Aes' smaller quants should be quite good as well with compatibility with mainline llama.cpp
I had issues with the IQ2_XXS there. Very similar to what this guy is having with the IQ3_S: https://huggingface.co/AesSedai/Kimi-K2.5-GGUF/discussions/4
The unsloth UD-IQ2_XXS has been stable (with the q8_0 mmproj mmproj from Aes' repo), but the embedded template is dodgy, so have to run it with the jukofyork fix here: https://huggingface.co/AesSedai/Kimi-K2.5-GGUF/discussions/1
"full size" Q4_X by AesSedai here: https://huggingface.co/AesSedai/Kimi-K2.5-GGUF
This is probably the perfect way to run it right now, and has the fixed template baked in.

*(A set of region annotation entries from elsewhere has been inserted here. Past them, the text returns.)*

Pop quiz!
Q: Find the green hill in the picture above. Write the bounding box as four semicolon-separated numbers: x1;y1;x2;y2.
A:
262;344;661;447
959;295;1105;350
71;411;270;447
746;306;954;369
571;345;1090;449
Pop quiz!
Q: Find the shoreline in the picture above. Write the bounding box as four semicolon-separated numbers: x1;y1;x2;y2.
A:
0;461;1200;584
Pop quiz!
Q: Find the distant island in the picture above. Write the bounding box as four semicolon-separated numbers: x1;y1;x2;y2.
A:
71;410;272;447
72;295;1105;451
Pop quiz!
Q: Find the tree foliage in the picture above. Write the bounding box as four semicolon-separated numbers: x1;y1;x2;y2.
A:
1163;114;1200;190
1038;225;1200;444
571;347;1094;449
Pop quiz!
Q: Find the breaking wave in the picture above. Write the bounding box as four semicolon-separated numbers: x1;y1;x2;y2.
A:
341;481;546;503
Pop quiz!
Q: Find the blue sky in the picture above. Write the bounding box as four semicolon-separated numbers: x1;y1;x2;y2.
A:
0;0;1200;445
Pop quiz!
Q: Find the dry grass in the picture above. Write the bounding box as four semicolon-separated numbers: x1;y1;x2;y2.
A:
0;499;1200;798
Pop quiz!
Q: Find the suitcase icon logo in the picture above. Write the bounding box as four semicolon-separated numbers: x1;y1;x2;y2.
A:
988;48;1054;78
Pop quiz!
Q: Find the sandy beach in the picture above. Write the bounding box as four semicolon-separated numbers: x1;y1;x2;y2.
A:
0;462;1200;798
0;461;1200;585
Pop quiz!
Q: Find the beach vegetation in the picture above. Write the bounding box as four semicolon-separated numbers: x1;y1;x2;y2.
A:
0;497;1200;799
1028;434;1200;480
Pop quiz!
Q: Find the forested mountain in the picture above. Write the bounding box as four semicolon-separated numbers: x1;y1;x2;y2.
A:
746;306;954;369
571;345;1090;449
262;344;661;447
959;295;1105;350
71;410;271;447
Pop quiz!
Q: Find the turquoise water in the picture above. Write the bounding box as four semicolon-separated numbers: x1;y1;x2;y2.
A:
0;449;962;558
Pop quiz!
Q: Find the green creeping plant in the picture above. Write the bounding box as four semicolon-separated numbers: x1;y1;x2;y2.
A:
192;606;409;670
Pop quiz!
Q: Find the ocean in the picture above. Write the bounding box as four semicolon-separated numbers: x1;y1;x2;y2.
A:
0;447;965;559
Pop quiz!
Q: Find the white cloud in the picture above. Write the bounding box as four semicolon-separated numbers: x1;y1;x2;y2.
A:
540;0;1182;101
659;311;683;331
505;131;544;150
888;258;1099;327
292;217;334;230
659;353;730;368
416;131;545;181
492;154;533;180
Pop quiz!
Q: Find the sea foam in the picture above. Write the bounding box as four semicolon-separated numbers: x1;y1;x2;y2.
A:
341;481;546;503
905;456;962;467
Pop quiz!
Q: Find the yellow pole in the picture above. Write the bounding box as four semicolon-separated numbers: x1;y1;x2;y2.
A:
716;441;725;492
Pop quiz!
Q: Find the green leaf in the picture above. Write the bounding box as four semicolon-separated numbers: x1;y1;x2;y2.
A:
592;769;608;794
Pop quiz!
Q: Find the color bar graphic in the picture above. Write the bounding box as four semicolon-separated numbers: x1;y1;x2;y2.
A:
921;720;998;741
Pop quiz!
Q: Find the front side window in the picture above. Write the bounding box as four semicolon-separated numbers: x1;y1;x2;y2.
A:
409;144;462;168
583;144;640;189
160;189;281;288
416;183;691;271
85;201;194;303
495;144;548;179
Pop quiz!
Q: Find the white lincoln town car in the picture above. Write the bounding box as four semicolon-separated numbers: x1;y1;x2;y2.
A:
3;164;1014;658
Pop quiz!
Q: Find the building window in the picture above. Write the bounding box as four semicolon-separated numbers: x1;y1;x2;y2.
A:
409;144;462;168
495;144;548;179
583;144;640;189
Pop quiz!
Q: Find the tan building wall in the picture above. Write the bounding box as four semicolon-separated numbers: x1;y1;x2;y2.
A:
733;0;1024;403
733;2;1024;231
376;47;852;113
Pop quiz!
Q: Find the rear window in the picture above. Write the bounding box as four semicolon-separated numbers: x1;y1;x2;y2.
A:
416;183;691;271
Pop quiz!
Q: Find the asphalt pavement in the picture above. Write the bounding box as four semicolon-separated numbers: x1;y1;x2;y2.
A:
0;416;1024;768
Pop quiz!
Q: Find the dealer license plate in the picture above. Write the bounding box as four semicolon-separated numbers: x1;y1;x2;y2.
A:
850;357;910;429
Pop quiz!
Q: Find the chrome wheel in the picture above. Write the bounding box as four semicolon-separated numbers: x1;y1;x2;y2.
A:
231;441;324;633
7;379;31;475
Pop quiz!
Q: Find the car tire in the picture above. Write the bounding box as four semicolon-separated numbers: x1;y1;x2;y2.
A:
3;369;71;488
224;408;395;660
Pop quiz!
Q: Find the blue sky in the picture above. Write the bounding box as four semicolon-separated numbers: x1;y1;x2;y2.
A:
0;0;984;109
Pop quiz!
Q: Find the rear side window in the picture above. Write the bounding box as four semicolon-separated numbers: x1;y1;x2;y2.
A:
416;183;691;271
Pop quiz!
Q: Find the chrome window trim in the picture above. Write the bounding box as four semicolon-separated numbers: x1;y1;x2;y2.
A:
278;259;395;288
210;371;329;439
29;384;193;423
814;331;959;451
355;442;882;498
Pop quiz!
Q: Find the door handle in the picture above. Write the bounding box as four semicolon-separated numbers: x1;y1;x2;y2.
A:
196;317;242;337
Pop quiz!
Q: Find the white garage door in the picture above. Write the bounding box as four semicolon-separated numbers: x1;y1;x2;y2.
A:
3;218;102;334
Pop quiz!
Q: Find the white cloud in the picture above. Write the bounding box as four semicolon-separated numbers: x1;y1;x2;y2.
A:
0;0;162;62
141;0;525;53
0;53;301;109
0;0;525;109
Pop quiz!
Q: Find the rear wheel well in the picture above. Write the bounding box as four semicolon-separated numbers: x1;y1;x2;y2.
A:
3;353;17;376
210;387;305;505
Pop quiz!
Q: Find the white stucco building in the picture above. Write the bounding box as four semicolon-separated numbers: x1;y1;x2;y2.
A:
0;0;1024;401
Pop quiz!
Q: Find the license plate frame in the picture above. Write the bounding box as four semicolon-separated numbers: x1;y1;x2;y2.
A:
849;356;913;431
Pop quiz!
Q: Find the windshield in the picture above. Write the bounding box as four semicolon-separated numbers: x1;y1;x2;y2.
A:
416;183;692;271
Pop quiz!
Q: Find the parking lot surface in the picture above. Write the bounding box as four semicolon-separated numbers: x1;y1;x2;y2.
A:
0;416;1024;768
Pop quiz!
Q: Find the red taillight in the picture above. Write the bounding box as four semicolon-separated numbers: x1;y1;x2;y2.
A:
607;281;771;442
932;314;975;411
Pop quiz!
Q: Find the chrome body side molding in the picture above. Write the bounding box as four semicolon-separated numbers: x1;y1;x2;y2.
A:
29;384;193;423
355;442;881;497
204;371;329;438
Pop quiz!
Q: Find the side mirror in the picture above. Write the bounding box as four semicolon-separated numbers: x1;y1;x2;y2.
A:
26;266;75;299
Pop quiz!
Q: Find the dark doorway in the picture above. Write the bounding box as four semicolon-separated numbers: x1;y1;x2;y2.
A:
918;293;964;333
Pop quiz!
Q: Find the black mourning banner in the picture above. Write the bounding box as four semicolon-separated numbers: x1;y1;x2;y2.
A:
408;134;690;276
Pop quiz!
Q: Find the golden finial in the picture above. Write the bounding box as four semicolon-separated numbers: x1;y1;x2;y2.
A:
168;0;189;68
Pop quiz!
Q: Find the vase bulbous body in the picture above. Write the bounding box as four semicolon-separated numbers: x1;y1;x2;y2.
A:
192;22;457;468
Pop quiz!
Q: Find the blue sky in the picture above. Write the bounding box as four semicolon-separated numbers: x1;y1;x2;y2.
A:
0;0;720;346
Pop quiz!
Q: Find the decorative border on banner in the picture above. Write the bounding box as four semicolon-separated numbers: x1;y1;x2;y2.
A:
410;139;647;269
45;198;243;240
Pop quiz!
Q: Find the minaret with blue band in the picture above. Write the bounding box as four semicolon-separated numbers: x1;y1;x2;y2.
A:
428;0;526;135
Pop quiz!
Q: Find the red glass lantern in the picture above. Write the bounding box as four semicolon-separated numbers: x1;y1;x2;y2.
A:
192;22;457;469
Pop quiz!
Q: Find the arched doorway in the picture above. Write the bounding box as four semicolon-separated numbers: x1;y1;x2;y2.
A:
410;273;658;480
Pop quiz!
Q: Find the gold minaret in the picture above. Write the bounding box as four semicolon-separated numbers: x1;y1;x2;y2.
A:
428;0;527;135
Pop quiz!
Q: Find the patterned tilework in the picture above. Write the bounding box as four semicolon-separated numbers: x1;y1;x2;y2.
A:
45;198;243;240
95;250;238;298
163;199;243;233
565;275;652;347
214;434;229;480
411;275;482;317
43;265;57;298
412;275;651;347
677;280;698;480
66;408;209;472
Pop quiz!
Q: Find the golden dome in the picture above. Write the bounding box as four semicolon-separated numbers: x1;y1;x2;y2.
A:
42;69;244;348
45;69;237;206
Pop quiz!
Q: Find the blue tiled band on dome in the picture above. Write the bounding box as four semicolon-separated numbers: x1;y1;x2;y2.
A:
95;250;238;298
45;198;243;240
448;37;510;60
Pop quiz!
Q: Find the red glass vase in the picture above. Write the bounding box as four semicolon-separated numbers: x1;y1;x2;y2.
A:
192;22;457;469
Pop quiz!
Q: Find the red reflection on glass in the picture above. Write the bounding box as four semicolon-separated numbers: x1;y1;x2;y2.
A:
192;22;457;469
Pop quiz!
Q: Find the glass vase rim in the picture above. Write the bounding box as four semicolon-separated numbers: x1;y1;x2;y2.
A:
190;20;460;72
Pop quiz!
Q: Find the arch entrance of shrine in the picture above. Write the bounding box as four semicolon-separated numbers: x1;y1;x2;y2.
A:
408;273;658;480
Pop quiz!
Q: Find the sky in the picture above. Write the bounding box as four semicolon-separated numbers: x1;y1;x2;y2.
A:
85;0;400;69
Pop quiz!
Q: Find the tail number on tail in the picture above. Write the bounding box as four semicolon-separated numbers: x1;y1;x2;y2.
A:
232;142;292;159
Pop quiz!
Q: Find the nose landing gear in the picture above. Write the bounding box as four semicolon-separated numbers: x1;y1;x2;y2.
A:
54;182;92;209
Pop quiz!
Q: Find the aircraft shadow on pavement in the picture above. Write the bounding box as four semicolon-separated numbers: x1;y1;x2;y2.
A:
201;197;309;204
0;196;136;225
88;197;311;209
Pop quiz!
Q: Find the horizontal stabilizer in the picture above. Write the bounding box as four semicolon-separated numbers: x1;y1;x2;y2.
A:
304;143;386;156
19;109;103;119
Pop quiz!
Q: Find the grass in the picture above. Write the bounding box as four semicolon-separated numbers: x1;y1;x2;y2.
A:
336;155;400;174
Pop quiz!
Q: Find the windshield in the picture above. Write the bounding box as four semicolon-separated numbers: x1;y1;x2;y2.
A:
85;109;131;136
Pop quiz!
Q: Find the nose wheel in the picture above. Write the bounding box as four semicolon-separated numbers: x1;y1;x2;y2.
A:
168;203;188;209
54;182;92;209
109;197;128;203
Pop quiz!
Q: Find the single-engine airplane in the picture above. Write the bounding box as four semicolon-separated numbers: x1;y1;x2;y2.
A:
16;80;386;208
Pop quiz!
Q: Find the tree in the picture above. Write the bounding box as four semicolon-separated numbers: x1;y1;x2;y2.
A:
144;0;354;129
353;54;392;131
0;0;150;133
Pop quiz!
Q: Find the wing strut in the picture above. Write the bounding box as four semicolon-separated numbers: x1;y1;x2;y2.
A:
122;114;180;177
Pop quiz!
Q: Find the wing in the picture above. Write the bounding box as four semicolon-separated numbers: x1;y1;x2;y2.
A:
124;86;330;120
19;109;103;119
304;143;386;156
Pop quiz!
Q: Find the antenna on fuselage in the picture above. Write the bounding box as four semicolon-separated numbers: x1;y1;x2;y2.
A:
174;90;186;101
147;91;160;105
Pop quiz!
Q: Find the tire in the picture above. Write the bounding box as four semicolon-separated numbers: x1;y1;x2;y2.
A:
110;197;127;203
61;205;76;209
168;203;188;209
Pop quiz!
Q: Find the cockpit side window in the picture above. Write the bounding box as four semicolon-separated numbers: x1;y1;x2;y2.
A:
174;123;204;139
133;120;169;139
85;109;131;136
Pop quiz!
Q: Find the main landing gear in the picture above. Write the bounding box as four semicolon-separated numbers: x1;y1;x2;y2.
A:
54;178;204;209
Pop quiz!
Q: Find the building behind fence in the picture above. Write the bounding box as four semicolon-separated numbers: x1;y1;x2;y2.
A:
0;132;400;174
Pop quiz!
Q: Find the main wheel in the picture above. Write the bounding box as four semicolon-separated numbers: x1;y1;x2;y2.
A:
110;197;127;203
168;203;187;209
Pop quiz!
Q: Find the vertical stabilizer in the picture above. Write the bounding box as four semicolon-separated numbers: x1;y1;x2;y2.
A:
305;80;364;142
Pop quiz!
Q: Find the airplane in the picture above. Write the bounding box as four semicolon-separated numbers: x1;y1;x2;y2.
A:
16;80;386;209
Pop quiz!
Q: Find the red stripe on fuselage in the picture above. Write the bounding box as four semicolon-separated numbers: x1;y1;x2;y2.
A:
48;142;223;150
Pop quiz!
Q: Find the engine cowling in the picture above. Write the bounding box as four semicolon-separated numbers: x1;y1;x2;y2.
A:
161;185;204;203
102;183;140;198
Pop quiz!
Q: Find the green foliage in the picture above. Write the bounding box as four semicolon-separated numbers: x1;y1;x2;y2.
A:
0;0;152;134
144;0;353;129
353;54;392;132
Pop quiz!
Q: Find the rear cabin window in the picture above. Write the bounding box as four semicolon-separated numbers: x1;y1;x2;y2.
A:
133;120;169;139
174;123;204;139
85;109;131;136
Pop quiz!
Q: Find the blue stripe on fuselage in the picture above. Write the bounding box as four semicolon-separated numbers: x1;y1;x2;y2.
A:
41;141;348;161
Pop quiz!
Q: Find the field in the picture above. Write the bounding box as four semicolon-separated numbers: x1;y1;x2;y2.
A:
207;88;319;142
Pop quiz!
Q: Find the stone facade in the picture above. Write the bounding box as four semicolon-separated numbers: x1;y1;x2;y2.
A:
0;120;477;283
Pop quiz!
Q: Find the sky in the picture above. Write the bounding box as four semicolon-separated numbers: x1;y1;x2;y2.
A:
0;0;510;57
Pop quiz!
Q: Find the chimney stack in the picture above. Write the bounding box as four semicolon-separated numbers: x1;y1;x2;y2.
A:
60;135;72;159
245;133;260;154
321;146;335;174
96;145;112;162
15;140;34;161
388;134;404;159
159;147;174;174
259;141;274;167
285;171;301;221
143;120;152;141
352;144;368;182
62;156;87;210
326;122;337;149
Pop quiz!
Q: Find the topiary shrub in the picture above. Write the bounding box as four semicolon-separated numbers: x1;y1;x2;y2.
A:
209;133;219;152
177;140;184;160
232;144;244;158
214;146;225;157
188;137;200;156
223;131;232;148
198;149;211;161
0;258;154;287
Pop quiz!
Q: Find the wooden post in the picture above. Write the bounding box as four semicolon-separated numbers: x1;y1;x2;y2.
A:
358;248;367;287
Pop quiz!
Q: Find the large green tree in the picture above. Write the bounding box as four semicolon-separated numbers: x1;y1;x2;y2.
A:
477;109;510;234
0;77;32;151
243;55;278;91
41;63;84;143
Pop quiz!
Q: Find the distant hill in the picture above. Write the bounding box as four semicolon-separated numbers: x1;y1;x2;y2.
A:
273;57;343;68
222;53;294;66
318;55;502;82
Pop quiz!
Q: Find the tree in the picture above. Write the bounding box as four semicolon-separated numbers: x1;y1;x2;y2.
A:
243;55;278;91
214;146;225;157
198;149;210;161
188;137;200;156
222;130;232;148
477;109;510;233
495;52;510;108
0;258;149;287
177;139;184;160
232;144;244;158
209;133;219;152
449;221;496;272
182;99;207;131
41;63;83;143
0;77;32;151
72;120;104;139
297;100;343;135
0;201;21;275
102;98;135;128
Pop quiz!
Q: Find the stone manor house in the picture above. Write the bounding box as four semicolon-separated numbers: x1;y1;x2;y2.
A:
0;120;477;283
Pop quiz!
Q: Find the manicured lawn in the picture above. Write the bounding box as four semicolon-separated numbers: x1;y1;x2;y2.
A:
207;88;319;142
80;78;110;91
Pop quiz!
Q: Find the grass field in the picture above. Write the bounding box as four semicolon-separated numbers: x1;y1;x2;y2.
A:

I can't run it though -_-!
some smaller ik_llama.cpp quants
😃
Thanks for the links, I'm trying to catch up on everything happened in the past week hah...
I have some small quants trickling in now here: https://huggingface.co/ubergarm/Kimi-K2.5-GGUF
I'll get perplexity graph going soon.
I haven't tried the mmproj stuff at all. I did use the most recent updated official chat template, but was having some issues with pydantic-ai tool use, but it works fine with the old Kimi-K2-Thinking chat template jinja so still need to test that more.
All my Kimi-K2.5 quants keep the active weights full q8_0 and only smashing the routed exps so hopefully no looping etc.